1. Listen.
Be silent and just listen. It may be uncomfortable for her, but being sympathetic to that discomfort, believing what is said and showing your support is much more powerful than asking questions or trying to fix the problem.
2. Don't try to solve the problem.
We often ask questions because we are trying to understand what happened in order to find a solution or digest the trauma.
3. Ask about her mental / health state.
Talking to her about how she feels or what stage she is in her healing process can be helpful. And if she doesn't want to talk, it's okay to be silent.
4. Refrain from minimizing the survivor's experience.
A survivor's suffering - regardless of severity - is enough to justify counseling and support.
5. Don't make comments that indirectly blame the survivor.
Questions like "what were you using?" or "are you sure you weren't interested", can make survivors blame themselves, and therefore make them more confused and isolated.
6. The person who is telling the story may not be very close. Listen anyway.

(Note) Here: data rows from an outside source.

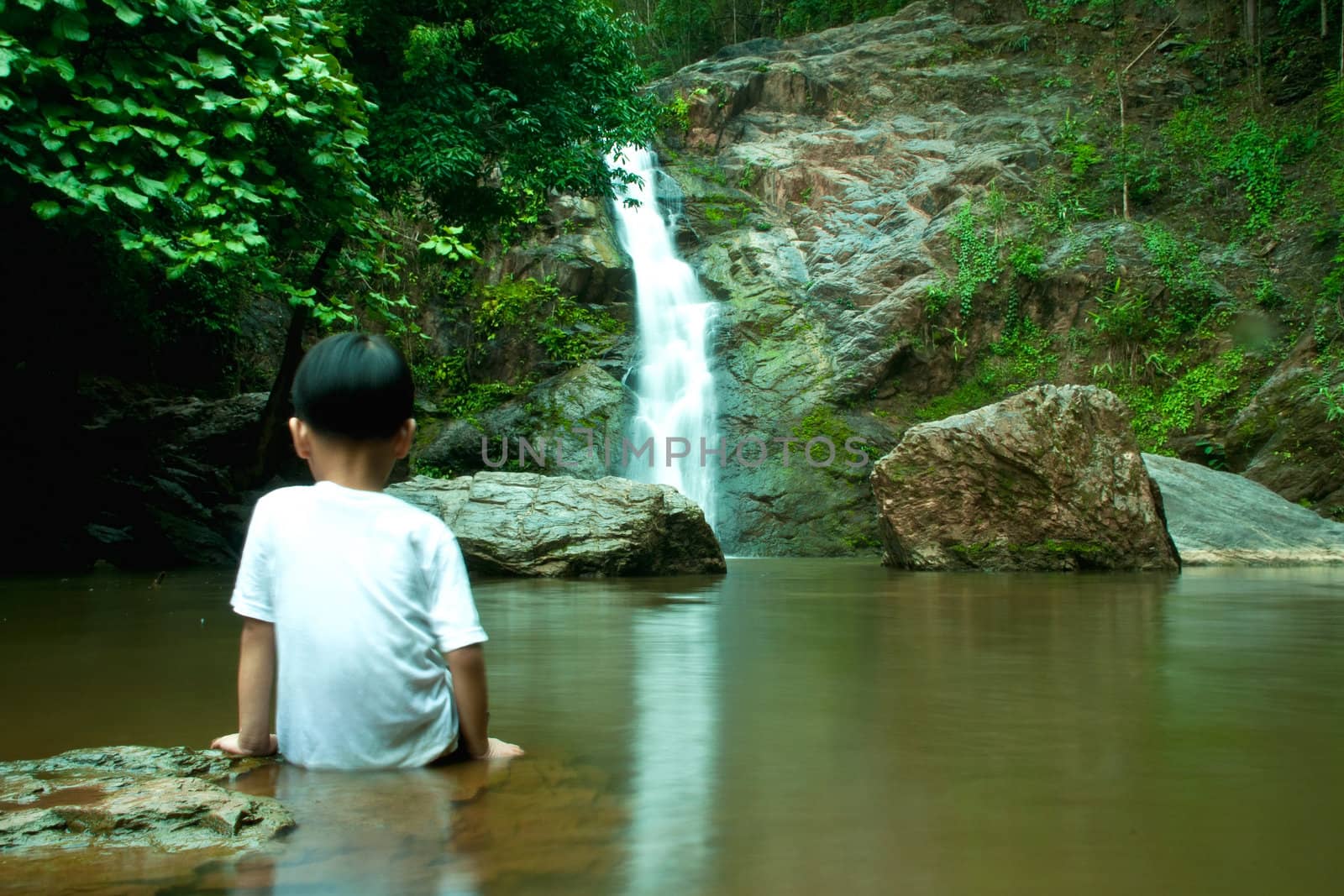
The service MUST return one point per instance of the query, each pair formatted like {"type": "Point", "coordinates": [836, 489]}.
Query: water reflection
{"type": "Point", "coordinates": [793, 727]}
{"type": "Point", "coordinates": [675, 745]}
{"type": "Point", "coordinates": [459, 829]}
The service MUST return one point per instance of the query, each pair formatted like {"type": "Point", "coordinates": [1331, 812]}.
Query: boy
{"type": "Point", "coordinates": [355, 595]}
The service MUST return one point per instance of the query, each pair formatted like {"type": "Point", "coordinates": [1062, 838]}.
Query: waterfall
{"type": "Point", "coordinates": [672, 380]}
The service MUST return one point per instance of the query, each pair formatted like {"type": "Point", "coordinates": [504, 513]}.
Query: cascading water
{"type": "Point", "coordinates": [676, 402]}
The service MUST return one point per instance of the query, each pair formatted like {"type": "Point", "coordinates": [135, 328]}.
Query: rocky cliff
{"type": "Point", "coordinates": [895, 221]}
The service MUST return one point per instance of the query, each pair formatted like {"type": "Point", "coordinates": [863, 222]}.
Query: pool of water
{"type": "Point", "coordinates": [793, 727]}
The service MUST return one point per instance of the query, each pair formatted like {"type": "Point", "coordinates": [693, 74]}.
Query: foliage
{"type": "Point", "coordinates": [1175, 405]}
{"type": "Point", "coordinates": [1023, 355]}
{"type": "Point", "coordinates": [1027, 259]}
{"type": "Point", "coordinates": [222, 137]}
{"type": "Point", "coordinates": [1189, 280]}
{"type": "Point", "coordinates": [535, 312]}
{"type": "Point", "coordinates": [448, 244]}
{"type": "Point", "coordinates": [1252, 157]}
{"type": "Point", "coordinates": [487, 107]}
{"type": "Point", "coordinates": [976, 253]}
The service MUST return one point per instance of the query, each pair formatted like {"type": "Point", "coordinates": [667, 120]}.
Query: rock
{"type": "Point", "coordinates": [1050, 479]}
{"type": "Point", "coordinates": [163, 799]}
{"type": "Point", "coordinates": [578, 249]}
{"type": "Point", "coordinates": [538, 526]}
{"type": "Point", "coordinates": [586, 396]}
{"type": "Point", "coordinates": [1220, 517]}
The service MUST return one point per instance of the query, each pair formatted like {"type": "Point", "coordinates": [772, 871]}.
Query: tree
{"type": "Point", "coordinates": [486, 107]}
{"type": "Point", "coordinates": [202, 137]}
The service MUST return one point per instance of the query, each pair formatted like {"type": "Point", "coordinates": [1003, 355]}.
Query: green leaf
{"type": "Point", "coordinates": [71, 26]}
{"type": "Point", "coordinates": [129, 196]}
{"type": "Point", "coordinates": [215, 65]}
{"type": "Point", "coordinates": [128, 15]}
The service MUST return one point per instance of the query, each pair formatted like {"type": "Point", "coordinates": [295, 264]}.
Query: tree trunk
{"type": "Point", "coordinates": [1124, 148]}
{"type": "Point", "coordinates": [273, 438]}
{"type": "Point", "coordinates": [1252, 13]}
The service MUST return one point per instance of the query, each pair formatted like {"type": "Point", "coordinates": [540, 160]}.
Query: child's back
{"type": "Point", "coordinates": [366, 591]}
{"type": "Point", "coordinates": [355, 604]}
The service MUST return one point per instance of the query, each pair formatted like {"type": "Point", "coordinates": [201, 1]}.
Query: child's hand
{"type": "Point", "coordinates": [496, 748]}
{"type": "Point", "coordinates": [233, 746]}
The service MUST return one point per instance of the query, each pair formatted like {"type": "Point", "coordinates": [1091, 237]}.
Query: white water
{"type": "Point", "coordinates": [674, 383]}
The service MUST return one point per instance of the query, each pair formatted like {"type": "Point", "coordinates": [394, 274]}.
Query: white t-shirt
{"type": "Point", "coordinates": [366, 591]}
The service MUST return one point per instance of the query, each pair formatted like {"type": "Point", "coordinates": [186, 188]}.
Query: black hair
{"type": "Point", "coordinates": [354, 385]}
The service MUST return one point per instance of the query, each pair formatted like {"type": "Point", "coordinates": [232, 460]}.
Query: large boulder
{"type": "Point", "coordinates": [538, 526]}
{"type": "Point", "coordinates": [148, 797]}
{"type": "Point", "coordinates": [1225, 519]}
{"type": "Point", "coordinates": [1050, 479]}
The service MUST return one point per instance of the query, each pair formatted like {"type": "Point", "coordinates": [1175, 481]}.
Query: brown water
{"type": "Point", "coordinates": [796, 727]}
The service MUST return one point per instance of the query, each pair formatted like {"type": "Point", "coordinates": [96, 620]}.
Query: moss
{"type": "Point", "coordinates": [1052, 553]}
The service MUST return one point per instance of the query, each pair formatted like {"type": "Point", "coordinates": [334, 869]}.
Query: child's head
{"type": "Point", "coordinates": [354, 385]}
{"type": "Point", "coordinates": [353, 407]}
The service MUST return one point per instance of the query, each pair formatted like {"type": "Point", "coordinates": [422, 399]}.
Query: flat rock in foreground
{"type": "Point", "coordinates": [161, 799]}
{"type": "Point", "coordinates": [1222, 519]}
{"type": "Point", "coordinates": [1050, 479]}
{"type": "Point", "coordinates": [551, 526]}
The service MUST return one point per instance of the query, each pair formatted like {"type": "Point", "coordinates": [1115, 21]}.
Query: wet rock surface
{"type": "Point", "coordinates": [134, 797]}
{"type": "Point", "coordinates": [1222, 519]}
{"type": "Point", "coordinates": [551, 526]}
{"type": "Point", "coordinates": [1050, 479]}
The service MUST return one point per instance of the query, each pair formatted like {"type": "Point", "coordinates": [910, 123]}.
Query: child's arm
{"type": "Point", "coordinates": [468, 668]}
{"type": "Point", "coordinates": [255, 678]}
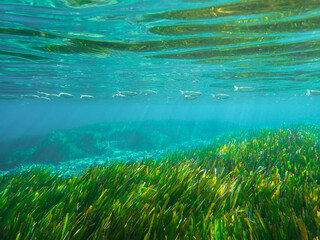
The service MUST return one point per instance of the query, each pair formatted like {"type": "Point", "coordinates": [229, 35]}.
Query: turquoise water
{"type": "Point", "coordinates": [54, 52]}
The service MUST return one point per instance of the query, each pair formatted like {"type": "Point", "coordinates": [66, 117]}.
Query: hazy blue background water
{"type": "Point", "coordinates": [101, 47]}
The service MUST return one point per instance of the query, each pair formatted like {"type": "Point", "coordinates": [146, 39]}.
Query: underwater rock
{"type": "Point", "coordinates": [312, 92]}
{"type": "Point", "coordinates": [190, 97]}
{"type": "Point", "coordinates": [148, 92]}
{"type": "Point", "coordinates": [118, 95]}
{"type": "Point", "coordinates": [128, 93]}
{"type": "Point", "coordinates": [65, 95]}
{"type": "Point", "coordinates": [190, 93]}
{"type": "Point", "coordinates": [8, 97]}
{"type": "Point", "coordinates": [220, 96]}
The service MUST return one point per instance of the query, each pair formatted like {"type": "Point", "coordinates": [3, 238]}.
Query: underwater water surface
{"type": "Point", "coordinates": [141, 119]}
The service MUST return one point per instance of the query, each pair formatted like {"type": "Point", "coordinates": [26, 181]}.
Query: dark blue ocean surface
{"type": "Point", "coordinates": [72, 63]}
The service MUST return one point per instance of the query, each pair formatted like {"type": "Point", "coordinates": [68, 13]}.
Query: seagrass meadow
{"type": "Point", "coordinates": [263, 184]}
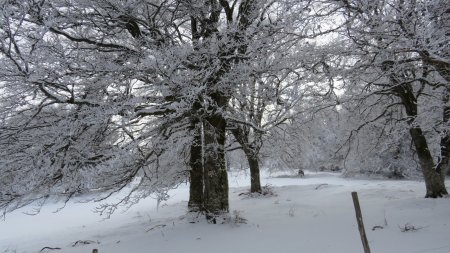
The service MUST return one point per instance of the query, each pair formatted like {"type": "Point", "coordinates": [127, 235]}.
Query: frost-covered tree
{"type": "Point", "coordinates": [102, 95]}
{"type": "Point", "coordinates": [399, 58]}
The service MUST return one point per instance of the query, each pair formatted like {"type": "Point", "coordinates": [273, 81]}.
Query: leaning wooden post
{"type": "Point", "coordinates": [362, 232]}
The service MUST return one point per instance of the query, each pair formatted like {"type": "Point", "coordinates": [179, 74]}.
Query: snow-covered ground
{"type": "Point", "coordinates": [313, 214]}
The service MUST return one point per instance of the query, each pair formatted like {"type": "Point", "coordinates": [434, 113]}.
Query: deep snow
{"type": "Point", "coordinates": [313, 214]}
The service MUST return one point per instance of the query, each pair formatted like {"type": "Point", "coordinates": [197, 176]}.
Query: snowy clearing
{"type": "Point", "coordinates": [310, 214]}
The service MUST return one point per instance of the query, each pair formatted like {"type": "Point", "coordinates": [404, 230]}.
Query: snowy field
{"type": "Point", "coordinates": [313, 214]}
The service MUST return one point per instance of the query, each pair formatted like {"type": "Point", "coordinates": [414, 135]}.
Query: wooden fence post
{"type": "Point", "coordinates": [362, 232]}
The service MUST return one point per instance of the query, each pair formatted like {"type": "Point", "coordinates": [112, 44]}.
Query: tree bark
{"type": "Point", "coordinates": [215, 173]}
{"type": "Point", "coordinates": [255, 182]}
{"type": "Point", "coordinates": [251, 154]}
{"type": "Point", "coordinates": [196, 173]}
{"type": "Point", "coordinates": [434, 183]}
{"type": "Point", "coordinates": [444, 159]}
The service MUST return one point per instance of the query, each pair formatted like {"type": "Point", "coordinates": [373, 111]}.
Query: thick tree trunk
{"type": "Point", "coordinates": [255, 182]}
{"type": "Point", "coordinates": [196, 173]}
{"type": "Point", "coordinates": [435, 185]}
{"type": "Point", "coordinates": [433, 181]}
{"type": "Point", "coordinates": [215, 173]}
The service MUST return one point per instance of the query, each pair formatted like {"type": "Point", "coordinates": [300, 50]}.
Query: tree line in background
{"type": "Point", "coordinates": [141, 95]}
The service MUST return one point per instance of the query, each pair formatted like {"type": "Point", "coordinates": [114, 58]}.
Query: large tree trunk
{"type": "Point", "coordinates": [435, 185]}
{"type": "Point", "coordinates": [215, 173]}
{"type": "Point", "coordinates": [196, 173]}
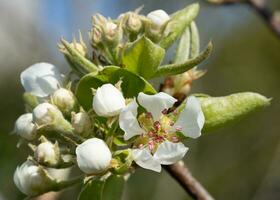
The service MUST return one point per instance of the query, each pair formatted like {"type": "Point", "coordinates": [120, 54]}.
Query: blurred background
{"type": "Point", "coordinates": [237, 162]}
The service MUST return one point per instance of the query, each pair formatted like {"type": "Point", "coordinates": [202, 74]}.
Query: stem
{"type": "Point", "coordinates": [184, 177]}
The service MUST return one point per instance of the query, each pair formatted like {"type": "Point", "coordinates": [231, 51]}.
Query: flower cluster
{"type": "Point", "coordinates": [106, 119]}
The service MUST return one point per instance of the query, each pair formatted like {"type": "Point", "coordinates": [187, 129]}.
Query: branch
{"type": "Point", "coordinates": [272, 19]}
{"type": "Point", "coordinates": [182, 174]}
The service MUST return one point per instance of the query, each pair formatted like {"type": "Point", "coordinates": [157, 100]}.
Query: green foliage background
{"type": "Point", "coordinates": [237, 162]}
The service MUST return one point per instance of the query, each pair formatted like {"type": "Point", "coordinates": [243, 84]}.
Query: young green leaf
{"type": "Point", "coordinates": [77, 61]}
{"type": "Point", "coordinates": [178, 68]}
{"type": "Point", "coordinates": [109, 189]}
{"type": "Point", "coordinates": [177, 24]}
{"type": "Point", "coordinates": [132, 84]}
{"type": "Point", "coordinates": [220, 111]}
{"type": "Point", "coordinates": [142, 57]}
{"type": "Point", "coordinates": [92, 190]}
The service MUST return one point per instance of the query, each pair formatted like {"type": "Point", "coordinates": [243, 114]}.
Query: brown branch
{"type": "Point", "coordinates": [272, 19]}
{"type": "Point", "coordinates": [182, 174]}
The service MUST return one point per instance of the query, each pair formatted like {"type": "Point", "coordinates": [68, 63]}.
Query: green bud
{"type": "Point", "coordinates": [121, 161]}
{"type": "Point", "coordinates": [220, 111]}
{"type": "Point", "coordinates": [47, 153]}
{"type": "Point", "coordinates": [64, 100]}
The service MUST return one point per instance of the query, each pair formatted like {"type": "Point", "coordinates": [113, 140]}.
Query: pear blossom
{"type": "Point", "coordinates": [25, 127]}
{"type": "Point", "coordinates": [108, 101]}
{"type": "Point", "coordinates": [158, 17]}
{"type": "Point", "coordinates": [46, 113]}
{"type": "Point", "coordinates": [64, 99]}
{"type": "Point", "coordinates": [93, 156]}
{"type": "Point", "coordinates": [81, 123]}
{"type": "Point", "coordinates": [31, 179]}
{"type": "Point", "coordinates": [158, 142]}
{"type": "Point", "coordinates": [41, 79]}
{"type": "Point", "coordinates": [47, 153]}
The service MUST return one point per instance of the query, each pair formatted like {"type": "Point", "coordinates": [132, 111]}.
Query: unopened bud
{"type": "Point", "coordinates": [64, 100]}
{"type": "Point", "coordinates": [47, 153]}
{"type": "Point", "coordinates": [133, 23]}
{"type": "Point", "coordinates": [80, 48]}
{"type": "Point", "coordinates": [31, 179]}
{"type": "Point", "coordinates": [46, 113]}
{"type": "Point", "coordinates": [81, 123]}
{"type": "Point", "coordinates": [93, 156]}
{"type": "Point", "coordinates": [25, 127]}
{"type": "Point", "coordinates": [158, 17]}
{"type": "Point", "coordinates": [96, 35]}
{"type": "Point", "coordinates": [108, 101]}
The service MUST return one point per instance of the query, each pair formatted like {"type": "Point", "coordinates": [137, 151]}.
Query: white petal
{"type": "Point", "coordinates": [158, 17]}
{"type": "Point", "coordinates": [156, 103]}
{"type": "Point", "coordinates": [169, 152]}
{"type": "Point", "coordinates": [41, 79]}
{"type": "Point", "coordinates": [108, 101]}
{"type": "Point", "coordinates": [144, 159]}
{"type": "Point", "coordinates": [191, 119]}
{"type": "Point", "coordinates": [128, 121]}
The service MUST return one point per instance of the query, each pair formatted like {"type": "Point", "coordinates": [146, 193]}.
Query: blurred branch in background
{"type": "Point", "coordinates": [182, 174]}
{"type": "Point", "coordinates": [271, 18]}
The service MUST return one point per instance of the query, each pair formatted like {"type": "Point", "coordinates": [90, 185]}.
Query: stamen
{"type": "Point", "coordinates": [151, 133]}
{"type": "Point", "coordinates": [179, 128]}
{"type": "Point", "coordinates": [157, 125]}
{"type": "Point", "coordinates": [149, 115]}
{"type": "Point", "coordinates": [151, 145]}
{"type": "Point", "coordinates": [164, 111]}
{"type": "Point", "coordinates": [175, 139]}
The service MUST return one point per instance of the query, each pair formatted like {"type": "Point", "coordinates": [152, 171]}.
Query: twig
{"type": "Point", "coordinates": [182, 174]}
{"type": "Point", "coordinates": [271, 18]}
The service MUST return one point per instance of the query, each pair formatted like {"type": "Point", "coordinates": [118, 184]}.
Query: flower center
{"type": "Point", "coordinates": [156, 131]}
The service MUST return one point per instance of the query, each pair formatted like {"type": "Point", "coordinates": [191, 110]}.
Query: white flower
{"type": "Point", "coordinates": [108, 101]}
{"type": "Point", "coordinates": [47, 153]}
{"type": "Point", "coordinates": [158, 17]}
{"type": "Point", "coordinates": [158, 142]}
{"type": "Point", "coordinates": [81, 123]}
{"type": "Point", "coordinates": [41, 79]}
{"type": "Point", "coordinates": [64, 99]}
{"type": "Point", "coordinates": [93, 156]}
{"type": "Point", "coordinates": [46, 113]}
{"type": "Point", "coordinates": [31, 179]}
{"type": "Point", "coordinates": [25, 127]}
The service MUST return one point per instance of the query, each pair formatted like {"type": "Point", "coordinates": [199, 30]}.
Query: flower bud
{"type": "Point", "coordinates": [47, 153]}
{"type": "Point", "coordinates": [25, 127]}
{"type": "Point", "coordinates": [158, 17]}
{"type": "Point", "coordinates": [133, 23]}
{"type": "Point", "coordinates": [93, 156]}
{"type": "Point", "coordinates": [81, 48]}
{"type": "Point", "coordinates": [41, 79]}
{"type": "Point", "coordinates": [46, 113]}
{"type": "Point", "coordinates": [64, 100]}
{"type": "Point", "coordinates": [108, 101]}
{"type": "Point", "coordinates": [96, 35]}
{"type": "Point", "coordinates": [31, 179]}
{"type": "Point", "coordinates": [81, 123]}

Sometimes, the survivors reach a point where they have been keeping the suffering for so long that they open up to anyone who is there, even if the person is not close to them. In this case, it is crucial to remain silent and be a source of support.
7. Denial can aggravate the suffering.
If the person who abused the women is someone you know, a common reaction is to enter a denial process. By denying the facts, you certify that the survivor is making things up, which can further perpetuate her suffering. It is important to understand that anyone is capable of committing sexual violence, be it a family member, friend or community leader.
8. Making violent statements does not help. This applies mainly to men.
Anger arises from a source of love, but when the survivor is saying something serious and emotionally draining, an angry/ anxious reaction does not help her to process the trauma at all.